Integrated quantitative analysis consisting of gravity inversion, RDA (residual depth anomaly) analysis and flexural subsidence analysis has been applied to a deep long-offset seismic reflection line running NW-SE across the SPP and FR. Gravity inversion predicts crustal basement thicknesses in the range of 12 to 15 km for the SPP and FR, deceasing to 7-8 km thickness at the extreme SE end of the profile. The SPP and FR are separated by a region of thinner crust approximately 80 km wide. Thinning factors from subsidence analysis for SPP and FR are typically between 0.6 and 0.7.
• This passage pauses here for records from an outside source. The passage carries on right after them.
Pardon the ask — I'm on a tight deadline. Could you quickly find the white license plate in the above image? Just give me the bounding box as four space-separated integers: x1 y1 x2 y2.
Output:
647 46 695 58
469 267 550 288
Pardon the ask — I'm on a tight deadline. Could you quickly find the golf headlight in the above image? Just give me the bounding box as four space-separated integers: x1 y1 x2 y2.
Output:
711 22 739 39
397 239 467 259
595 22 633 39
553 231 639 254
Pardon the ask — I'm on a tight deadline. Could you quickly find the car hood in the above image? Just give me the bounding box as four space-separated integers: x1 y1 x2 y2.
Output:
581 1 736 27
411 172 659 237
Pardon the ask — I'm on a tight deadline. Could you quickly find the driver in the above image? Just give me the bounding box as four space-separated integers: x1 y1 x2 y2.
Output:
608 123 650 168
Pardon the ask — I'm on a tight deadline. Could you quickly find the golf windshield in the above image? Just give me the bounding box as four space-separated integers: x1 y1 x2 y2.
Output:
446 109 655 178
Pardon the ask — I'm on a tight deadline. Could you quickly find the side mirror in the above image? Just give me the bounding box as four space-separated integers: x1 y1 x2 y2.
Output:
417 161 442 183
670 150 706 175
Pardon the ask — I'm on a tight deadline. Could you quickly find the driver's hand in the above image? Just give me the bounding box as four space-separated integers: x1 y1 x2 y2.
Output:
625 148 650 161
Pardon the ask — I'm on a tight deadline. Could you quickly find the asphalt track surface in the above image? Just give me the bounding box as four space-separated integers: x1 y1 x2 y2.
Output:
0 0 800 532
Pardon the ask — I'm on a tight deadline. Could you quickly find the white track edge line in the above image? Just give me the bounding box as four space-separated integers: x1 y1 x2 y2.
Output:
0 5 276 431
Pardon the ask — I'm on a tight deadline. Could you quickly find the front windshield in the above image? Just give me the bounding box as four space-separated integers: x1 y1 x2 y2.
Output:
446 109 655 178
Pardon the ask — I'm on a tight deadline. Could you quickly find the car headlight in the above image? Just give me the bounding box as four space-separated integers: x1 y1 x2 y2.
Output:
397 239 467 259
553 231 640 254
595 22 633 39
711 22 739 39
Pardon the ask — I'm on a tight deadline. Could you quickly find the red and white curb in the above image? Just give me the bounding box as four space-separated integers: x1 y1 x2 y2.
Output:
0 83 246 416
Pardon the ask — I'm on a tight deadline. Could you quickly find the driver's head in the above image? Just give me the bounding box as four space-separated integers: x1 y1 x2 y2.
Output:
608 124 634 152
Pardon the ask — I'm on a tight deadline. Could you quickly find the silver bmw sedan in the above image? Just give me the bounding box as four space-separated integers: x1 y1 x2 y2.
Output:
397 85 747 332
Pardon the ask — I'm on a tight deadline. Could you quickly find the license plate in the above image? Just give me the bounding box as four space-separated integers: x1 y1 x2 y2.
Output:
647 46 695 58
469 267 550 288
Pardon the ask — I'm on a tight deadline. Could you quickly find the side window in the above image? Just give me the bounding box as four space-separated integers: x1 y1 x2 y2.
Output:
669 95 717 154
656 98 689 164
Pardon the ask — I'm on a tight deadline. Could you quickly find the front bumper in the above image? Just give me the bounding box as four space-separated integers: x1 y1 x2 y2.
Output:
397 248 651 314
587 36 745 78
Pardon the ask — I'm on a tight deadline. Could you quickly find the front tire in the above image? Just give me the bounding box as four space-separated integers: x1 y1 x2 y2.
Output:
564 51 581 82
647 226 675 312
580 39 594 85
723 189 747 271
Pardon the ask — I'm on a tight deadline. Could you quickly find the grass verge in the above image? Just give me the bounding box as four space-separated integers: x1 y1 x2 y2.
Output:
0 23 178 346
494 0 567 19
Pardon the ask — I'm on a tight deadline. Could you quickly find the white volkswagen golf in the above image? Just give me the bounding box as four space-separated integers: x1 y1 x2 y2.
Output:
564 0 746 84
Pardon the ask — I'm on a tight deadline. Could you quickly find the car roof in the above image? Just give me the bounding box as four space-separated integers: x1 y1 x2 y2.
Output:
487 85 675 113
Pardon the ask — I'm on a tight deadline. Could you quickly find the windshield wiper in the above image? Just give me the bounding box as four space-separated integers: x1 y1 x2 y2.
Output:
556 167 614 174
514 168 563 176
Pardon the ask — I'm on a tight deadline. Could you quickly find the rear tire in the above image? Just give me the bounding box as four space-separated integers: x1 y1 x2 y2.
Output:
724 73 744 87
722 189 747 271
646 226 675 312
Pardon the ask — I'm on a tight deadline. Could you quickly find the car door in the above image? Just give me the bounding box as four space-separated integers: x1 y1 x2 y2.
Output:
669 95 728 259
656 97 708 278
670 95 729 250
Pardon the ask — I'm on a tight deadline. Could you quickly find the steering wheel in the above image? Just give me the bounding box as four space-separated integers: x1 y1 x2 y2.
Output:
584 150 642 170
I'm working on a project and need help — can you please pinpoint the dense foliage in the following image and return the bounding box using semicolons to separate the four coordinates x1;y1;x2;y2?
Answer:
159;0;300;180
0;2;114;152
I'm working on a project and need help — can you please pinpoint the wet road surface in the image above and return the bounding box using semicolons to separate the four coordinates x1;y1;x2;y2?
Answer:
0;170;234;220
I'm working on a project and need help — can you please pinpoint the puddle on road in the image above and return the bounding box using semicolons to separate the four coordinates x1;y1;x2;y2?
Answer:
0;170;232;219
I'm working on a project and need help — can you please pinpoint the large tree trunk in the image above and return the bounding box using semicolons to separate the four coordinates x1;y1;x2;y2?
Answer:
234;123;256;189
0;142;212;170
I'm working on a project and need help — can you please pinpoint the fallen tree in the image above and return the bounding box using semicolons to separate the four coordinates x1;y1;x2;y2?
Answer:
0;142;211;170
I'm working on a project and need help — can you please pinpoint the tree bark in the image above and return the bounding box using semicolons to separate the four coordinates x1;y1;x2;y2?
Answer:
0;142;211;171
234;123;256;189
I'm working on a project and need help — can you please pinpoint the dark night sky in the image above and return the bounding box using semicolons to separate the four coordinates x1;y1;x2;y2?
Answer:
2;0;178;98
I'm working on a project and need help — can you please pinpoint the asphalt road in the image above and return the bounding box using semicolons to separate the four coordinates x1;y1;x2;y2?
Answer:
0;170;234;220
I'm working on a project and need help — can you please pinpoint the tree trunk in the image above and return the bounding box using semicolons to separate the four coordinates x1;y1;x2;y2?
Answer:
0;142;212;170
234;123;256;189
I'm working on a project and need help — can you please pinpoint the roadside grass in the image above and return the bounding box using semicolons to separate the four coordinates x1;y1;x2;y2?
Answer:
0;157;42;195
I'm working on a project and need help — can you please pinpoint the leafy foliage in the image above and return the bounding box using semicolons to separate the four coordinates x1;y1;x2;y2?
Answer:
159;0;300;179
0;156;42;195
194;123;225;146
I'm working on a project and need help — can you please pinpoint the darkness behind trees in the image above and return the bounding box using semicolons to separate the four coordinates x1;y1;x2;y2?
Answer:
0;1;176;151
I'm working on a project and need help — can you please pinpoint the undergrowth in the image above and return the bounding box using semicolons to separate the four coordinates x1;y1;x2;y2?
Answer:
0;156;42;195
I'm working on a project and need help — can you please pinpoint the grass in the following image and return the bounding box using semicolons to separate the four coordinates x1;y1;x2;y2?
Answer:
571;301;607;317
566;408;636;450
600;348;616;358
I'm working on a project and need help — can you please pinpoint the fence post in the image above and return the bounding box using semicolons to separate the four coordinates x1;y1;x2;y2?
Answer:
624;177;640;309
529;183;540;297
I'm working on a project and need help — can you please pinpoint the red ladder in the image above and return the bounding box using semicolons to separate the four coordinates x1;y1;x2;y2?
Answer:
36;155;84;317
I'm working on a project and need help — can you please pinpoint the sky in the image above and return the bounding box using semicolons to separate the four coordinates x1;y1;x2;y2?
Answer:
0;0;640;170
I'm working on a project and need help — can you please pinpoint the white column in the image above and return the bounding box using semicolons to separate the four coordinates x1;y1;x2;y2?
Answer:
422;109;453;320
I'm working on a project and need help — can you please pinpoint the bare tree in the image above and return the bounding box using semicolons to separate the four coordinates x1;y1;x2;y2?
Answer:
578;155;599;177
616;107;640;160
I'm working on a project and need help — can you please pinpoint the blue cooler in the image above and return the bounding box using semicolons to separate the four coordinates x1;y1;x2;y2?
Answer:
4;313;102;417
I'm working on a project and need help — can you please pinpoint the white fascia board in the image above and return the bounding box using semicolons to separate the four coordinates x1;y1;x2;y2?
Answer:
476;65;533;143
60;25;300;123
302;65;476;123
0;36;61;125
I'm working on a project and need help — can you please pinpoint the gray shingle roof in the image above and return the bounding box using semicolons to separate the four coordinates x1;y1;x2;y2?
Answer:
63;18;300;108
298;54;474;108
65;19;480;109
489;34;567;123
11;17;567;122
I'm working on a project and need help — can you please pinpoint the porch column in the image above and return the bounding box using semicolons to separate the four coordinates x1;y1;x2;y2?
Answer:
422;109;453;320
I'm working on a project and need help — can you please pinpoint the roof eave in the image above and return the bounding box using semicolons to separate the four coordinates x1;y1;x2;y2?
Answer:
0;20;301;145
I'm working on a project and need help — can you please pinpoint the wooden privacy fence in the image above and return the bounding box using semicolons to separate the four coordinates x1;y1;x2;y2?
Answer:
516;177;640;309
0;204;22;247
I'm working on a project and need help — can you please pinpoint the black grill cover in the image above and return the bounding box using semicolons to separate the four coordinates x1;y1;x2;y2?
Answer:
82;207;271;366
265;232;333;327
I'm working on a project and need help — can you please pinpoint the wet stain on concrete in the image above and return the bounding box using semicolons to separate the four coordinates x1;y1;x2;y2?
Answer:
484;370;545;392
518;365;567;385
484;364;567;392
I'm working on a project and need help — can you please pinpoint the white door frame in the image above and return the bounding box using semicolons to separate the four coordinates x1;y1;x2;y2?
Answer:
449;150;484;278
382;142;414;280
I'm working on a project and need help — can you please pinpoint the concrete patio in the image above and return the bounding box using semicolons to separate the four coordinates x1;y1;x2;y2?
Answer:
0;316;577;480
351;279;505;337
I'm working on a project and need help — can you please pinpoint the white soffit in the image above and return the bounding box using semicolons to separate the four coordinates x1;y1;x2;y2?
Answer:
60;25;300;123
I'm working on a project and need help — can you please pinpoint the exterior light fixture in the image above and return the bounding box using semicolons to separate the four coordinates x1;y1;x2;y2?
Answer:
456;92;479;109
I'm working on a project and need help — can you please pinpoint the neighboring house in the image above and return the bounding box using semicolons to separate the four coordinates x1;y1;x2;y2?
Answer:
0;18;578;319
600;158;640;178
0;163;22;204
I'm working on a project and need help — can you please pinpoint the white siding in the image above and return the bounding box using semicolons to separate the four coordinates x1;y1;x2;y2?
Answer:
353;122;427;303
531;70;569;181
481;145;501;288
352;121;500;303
RDA values close to zero and a thinning factor of 1 were obtained for the region with 7-8 km thick crust at the SE end of the profile which are all consistent with normal oceanic crust rather than previously interpreted exhumed mantle. This oceanic crust is highly tectonised and corresponds to the location of the Florianópolis Fracture Zone.

Flexural backstripping and reverse thermal subsidence modelling were performed to calculate palaeo-bathymetry at breakup and give 2.5 km below sea level at the SE end of the profile consistent with this region being oceanic crust. Flexural subsidence analysis applied to base salt shows that the observed base salt subsidence requires a component of syn-tectonic subsidence as well as post-rift thermal subsidence, and that the salt was deposited while the crust was still thinning.

Joint inversion of time seismic reflection and gravity data to determine the lateral variation in basement density by comparing seismic and gravity Moho in the time domain gives a basement density under the SPP and FR of between 2600 and 2700 kg/m³. The same method gives a basement density of 900kg/m³ for the oceanic crust at the SE end of the profile. The FR basement in the NW shows a basement density similar to that of the SPP while in its SE the basement density is much higher approaching 2950 kg/m3.  We interpret the relatively low basement densities of the SPP with respect to that of oceanic crust as indicating a continental rather than magmatic composition. A similar analysis to determine basement density applied to the Evain et al. (2015) seismic refraction profile in the same location also gives a SPP basement density that supports a continental composition.